Настроение было подавленное.
– Не горюй, Саня, мы еще свое возьмем, - на лице Павлова появилась улыбка.
– Пошли к машинам.
Мы вернулись к экипажам. А вскоре зеленая ракета снова послала нас в бой.
Батя
Впервые я увидел его в дни боев на Курской дуге. Мы стояли тогда в Касимове. Помню, вернулся с задания, вижу: стоит незнакомый мне генерал, одетый явно не по сезону - в руках меховой шлем, на плечи наброшено кожаное пальто, под ним меховая куртка или реглан на меху - не разберешь. Но стоял июль, и такая экипировка мне запомнилась. Генерал разговаривал с комполка, а мы с ребятами стояли поодаль и невольно стали свидетелями разговора.
Резковатым голосом, с небольшим белорусским акцентом, с упором на "р-р", генерал говорил Павлу Федоровичу Чупикову:
– Четко ставьте задачу каждой группе. Создавайте все условия для организации нормального отдыха личного состава. Такая напряженная работа, как сейчас, продлится еще несколько дней. По некоторым данным, фашистская авиация после первых дней сражения выдыхается. Но и у нас потери велики. Все внимание - восстановлению техники, потрепанной в боях. Днем и ночью ремонтируйте машины. Все, что может летать, - должно летать!

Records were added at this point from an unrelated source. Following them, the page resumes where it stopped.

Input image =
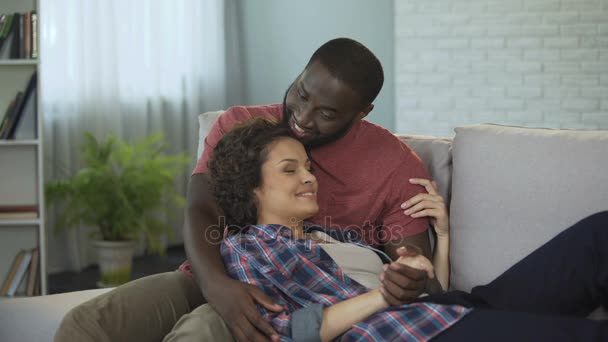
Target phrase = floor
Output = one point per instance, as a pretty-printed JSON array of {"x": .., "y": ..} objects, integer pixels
[{"x": 142, "y": 266}]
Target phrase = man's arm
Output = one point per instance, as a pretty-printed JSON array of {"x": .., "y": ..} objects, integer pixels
[
  {"x": 234, "y": 301},
  {"x": 400, "y": 283}
]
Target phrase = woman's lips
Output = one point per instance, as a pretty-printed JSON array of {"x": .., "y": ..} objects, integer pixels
[{"x": 308, "y": 194}]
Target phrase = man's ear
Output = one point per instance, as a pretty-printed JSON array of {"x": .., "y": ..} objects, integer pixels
[{"x": 363, "y": 113}]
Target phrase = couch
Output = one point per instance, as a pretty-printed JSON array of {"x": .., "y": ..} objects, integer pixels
[{"x": 509, "y": 190}]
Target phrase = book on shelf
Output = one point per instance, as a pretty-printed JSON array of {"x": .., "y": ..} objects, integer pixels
[
  {"x": 23, "y": 277},
  {"x": 17, "y": 273},
  {"x": 18, "y": 212},
  {"x": 33, "y": 274},
  {"x": 22, "y": 108},
  {"x": 18, "y": 35}
]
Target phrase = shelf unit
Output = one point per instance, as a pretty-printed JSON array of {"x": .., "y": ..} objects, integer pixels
[{"x": 21, "y": 161}]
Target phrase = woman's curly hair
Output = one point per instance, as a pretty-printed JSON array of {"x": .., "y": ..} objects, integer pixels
[{"x": 235, "y": 168}]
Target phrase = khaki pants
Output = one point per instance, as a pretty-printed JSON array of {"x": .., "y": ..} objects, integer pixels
[{"x": 162, "y": 307}]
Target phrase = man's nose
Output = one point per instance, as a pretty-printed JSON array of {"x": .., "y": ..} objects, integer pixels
[{"x": 305, "y": 117}]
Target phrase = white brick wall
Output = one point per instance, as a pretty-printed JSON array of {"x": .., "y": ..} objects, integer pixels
[{"x": 539, "y": 63}]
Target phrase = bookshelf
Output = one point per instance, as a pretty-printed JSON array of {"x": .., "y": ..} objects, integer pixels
[{"x": 21, "y": 161}]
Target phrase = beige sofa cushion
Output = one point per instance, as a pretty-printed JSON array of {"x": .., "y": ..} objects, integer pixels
[
  {"x": 514, "y": 189},
  {"x": 205, "y": 121}
]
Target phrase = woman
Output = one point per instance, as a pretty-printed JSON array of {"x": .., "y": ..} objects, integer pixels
[{"x": 325, "y": 280}]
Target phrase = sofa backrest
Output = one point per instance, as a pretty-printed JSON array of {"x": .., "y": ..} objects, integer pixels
[
  {"x": 514, "y": 188},
  {"x": 436, "y": 153}
]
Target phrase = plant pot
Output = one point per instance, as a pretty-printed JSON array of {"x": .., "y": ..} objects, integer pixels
[{"x": 115, "y": 260}]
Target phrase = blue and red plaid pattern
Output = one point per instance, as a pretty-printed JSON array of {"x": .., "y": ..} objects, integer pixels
[{"x": 298, "y": 273}]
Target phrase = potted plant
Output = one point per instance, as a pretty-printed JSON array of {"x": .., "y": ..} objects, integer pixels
[{"x": 123, "y": 190}]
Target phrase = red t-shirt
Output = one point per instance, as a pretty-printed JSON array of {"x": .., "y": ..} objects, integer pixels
[{"x": 363, "y": 177}]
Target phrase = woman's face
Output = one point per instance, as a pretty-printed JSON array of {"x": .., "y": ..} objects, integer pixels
[{"x": 288, "y": 192}]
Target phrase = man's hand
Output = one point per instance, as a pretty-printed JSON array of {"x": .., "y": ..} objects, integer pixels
[
  {"x": 236, "y": 303},
  {"x": 401, "y": 284},
  {"x": 418, "y": 261}
]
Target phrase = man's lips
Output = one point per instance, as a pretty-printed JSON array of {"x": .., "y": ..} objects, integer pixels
[{"x": 299, "y": 131}]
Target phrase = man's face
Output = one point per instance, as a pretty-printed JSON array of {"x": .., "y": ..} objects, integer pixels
[{"x": 320, "y": 108}]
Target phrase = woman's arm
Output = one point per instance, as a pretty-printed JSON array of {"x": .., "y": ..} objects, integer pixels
[{"x": 340, "y": 317}]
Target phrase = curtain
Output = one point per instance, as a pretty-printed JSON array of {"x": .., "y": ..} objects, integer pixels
[{"x": 131, "y": 68}]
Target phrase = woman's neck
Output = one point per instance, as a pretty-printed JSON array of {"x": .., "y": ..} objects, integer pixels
[{"x": 296, "y": 225}]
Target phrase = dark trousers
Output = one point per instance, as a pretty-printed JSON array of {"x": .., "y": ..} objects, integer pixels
[{"x": 544, "y": 297}]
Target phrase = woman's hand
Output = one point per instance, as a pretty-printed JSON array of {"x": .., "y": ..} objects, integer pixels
[
  {"x": 416, "y": 260},
  {"x": 429, "y": 204}
]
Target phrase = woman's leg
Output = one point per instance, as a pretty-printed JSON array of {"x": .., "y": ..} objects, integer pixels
[
  {"x": 567, "y": 275},
  {"x": 202, "y": 324},
  {"x": 145, "y": 309},
  {"x": 497, "y": 326}
]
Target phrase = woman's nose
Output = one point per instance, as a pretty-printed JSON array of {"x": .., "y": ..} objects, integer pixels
[
  {"x": 304, "y": 118},
  {"x": 309, "y": 178}
]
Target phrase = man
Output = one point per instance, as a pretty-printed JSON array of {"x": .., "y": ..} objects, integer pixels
[{"x": 363, "y": 173}]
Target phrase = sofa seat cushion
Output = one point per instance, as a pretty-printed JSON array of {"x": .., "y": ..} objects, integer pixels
[{"x": 37, "y": 318}]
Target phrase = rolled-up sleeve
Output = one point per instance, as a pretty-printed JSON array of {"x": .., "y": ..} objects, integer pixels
[{"x": 306, "y": 323}]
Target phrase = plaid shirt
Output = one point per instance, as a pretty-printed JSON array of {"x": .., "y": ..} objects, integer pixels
[{"x": 298, "y": 273}]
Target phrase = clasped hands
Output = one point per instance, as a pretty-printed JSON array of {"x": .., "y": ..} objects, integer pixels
[{"x": 405, "y": 279}]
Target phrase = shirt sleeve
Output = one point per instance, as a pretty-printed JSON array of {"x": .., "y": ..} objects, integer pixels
[
  {"x": 397, "y": 225},
  {"x": 222, "y": 125},
  {"x": 226, "y": 121}
]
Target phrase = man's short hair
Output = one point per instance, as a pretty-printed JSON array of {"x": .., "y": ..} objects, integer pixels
[{"x": 352, "y": 63}]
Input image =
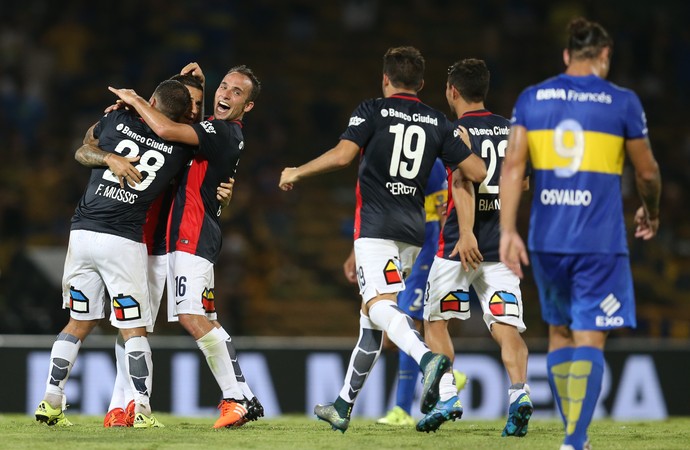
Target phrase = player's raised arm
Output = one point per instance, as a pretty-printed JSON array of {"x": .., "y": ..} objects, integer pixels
[{"x": 163, "y": 126}]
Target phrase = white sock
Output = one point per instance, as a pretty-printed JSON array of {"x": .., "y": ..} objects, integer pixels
[
  {"x": 388, "y": 317},
  {"x": 212, "y": 344},
  {"x": 447, "y": 388},
  {"x": 62, "y": 357},
  {"x": 140, "y": 370}
]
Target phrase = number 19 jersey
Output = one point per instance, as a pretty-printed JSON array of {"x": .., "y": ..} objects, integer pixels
[
  {"x": 400, "y": 138},
  {"x": 576, "y": 130}
]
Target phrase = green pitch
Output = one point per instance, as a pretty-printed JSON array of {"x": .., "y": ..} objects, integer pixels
[{"x": 300, "y": 432}]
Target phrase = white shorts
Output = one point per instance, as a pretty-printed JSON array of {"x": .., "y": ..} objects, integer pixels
[
  {"x": 497, "y": 287},
  {"x": 382, "y": 266},
  {"x": 97, "y": 263},
  {"x": 158, "y": 272},
  {"x": 190, "y": 286}
]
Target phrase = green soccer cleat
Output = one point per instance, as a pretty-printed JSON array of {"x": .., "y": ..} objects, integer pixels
[
  {"x": 518, "y": 416},
  {"x": 329, "y": 414},
  {"x": 451, "y": 409},
  {"x": 433, "y": 372},
  {"x": 142, "y": 421},
  {"x": 397, "y": 416},
  {"x": 54, "y": 417}
]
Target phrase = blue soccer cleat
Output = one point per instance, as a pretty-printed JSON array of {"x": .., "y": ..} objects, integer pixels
[
  {"x": 451, "y": 409},
  {"x": 518, "y": 416}
]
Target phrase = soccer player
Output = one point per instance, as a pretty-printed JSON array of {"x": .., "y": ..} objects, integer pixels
[
  {"x": 576, "y": 128},
  {"x": 194, "y": 237},
  {"x": 106, "y": 252},
  {"x": 468, "y": 255},
  {"x": 398, "y": 139}
]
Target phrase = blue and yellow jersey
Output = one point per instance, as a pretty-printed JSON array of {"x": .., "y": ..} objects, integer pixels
[
  {"x": 436, "y": 192},
  {"x": 576, "y": 131}
]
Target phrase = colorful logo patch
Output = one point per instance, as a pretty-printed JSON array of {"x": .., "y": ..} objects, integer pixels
[
  {"x": 392, "y": 273},
  {"x": 504, "y": 304},
  {"x": 126, "y": 308},
  {"x": 78, "y": 301},
  {"x": 208, "y": 299},
  {"x": 458, "y": 301}
]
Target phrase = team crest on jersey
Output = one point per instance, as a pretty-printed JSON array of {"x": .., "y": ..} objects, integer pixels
[
  {"x": 208, "y": 299},
  {"x": 126, "y": 308},
  {"x": 78, "y": 301},
  {"x": 392, "y": 272},
  {"x": 456, "y": 301},
  {"x": 504, "y": 304}
]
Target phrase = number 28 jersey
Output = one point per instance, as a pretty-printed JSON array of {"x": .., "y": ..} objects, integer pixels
[
  {"x": 400, "y": 138},
  {"x": 576, "y": 130},
  {"x": 105, "y": 207}
]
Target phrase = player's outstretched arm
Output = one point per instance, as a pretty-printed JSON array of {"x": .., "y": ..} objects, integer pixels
[
  {"x": 90, "y": 155},
  {"x": 161, "y": 125},
  {"x": 336, "y": 158}
]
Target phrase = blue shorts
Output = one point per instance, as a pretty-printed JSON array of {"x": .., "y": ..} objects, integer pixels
[
  {"x": 592, "y": 291},
  {"x": 411, "y": 300}
]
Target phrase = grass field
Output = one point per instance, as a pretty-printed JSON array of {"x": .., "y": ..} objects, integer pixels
[{"x": 300, "y": 432}]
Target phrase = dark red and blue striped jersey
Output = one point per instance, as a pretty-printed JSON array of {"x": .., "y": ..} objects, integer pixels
[
  {"x": 105, "y": 207},
  {"x": 193, "y": 226},
  {"x": 400, "y": 138}
]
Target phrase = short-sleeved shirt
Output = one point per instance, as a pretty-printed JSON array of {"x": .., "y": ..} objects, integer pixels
[
  {"x": 106, "y": 207},
  {"x": 400, "y": 138},
  {"x": 193, "y": 226},
  {"x": 576, "y": 130}
]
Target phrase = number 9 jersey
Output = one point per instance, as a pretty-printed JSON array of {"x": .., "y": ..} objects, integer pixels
[
  {"x": 400, "y": 138},
  {"x": 576, "y": 131}
]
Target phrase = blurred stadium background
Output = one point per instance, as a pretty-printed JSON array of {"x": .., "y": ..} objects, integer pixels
[{"x": 280, "y": 270}]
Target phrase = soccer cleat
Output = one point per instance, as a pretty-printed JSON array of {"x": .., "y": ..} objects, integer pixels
[
  {"x": 451, "y": 409},
  {"x": 518, "y": 416},
  {"x": 460, "y": 380},
  {"x": 143, "y": 421},
  {"x": 129, "y": 414},
  {"x": 254, "y": 411},
  {"x": 433, "y": 372},
  {"x": 231, "y": 412},
  {"x": 115, "y": 418},
  {"x": 397, "y": 416},
  {"x": 51, "y": 416},
  {"x": 329, "y": 414}
]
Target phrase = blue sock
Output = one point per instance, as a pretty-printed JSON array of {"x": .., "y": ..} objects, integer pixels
[
  {"x": 584, "y": 387},
  {"x": 558, "y": 369},
  {"x": 408, "y": 372}
]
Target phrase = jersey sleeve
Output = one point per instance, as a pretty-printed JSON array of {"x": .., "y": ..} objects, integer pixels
[
  {"x": 635, "y": 119},
  {"x": 361, "y": 126}
]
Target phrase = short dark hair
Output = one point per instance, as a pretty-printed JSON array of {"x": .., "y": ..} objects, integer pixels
[
  {"x": 173, "y": 99},
  {"x": 471, "y": 78},
  {"x": 188, "y": 80},
  {"x": 586, "y": 39},
  {"x": 256, "y": 84},
  {"x": 404, "y": 66}
]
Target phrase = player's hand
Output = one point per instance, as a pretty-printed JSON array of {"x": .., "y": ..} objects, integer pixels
[
  {"x": 224, "y": 192},
  {"x": 512, "y": 251},
  {"x": 194, "y": 70},
  {"x": 646, "y": 228},
  {"x": 123, "y": 169},
  {"x": 468, "y": 250},
  {"x": 288, "y": 178},
  {"x": 350, "y": 268},
  {"x": 119, "y": 104}
]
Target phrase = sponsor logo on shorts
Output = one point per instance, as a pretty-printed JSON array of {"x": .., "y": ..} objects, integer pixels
[
  {"x": 208, "y": 299},
  {"x": 457, "y": 301},
  {"x": 392, "y": 272},
  {"x": 504, "y": 304},
  {"x": 78, "y": 301},
  {"x": 126, "y": 308}
]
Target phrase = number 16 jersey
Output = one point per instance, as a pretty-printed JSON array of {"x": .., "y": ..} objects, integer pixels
[{"x": 400, "y": 138}]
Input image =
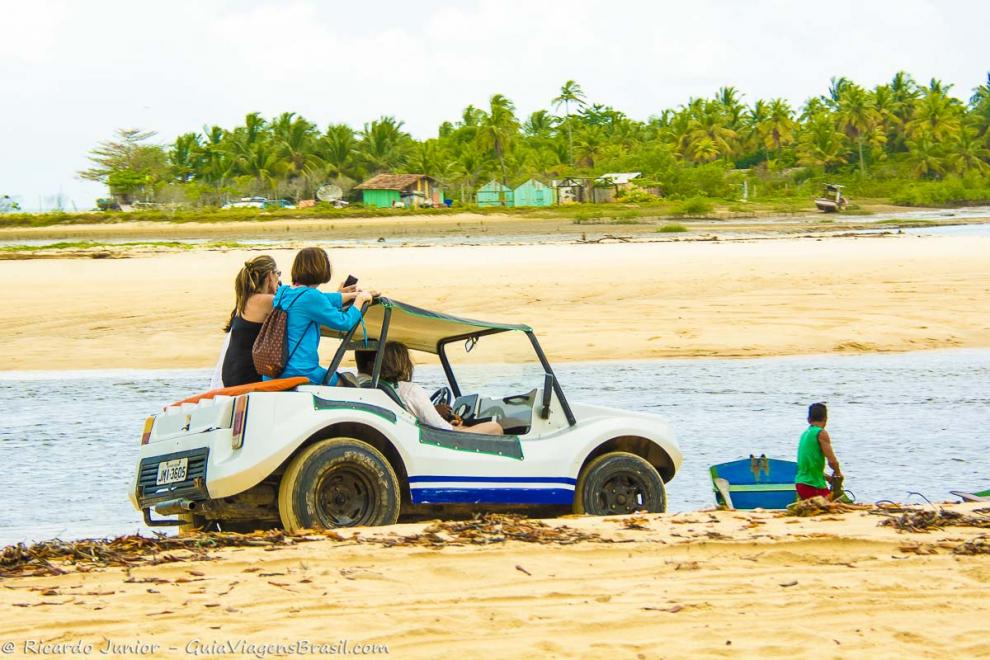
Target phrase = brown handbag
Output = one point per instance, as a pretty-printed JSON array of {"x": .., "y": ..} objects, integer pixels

Затем генерал, сопровождаемый Чупиковым, отправился к стоянке своего самолета. Я поглядел вслед высокой худой фигуре.
– Кто это?
– Начальство надо знать в лицо, - заметил Павлов.
– Это Красовский.
Самолет Красовского взмыл в небо. Так состоялось мое знакомство с командующим 2-й воздушной армией генерал-лейтенантом С. А. Красовским. Впрочем, "знакомство" - это сильно сказано. Таким я увидел впервые Батю, как звала Степана Акимовича вся наша армия. Звала не случайно. Я много лет отдал авиации и знаю, если летчики кого-то зовут так, значит, этот человек завоевал всеобщее признание и - пусть не считают меня сентиментальным - любовь.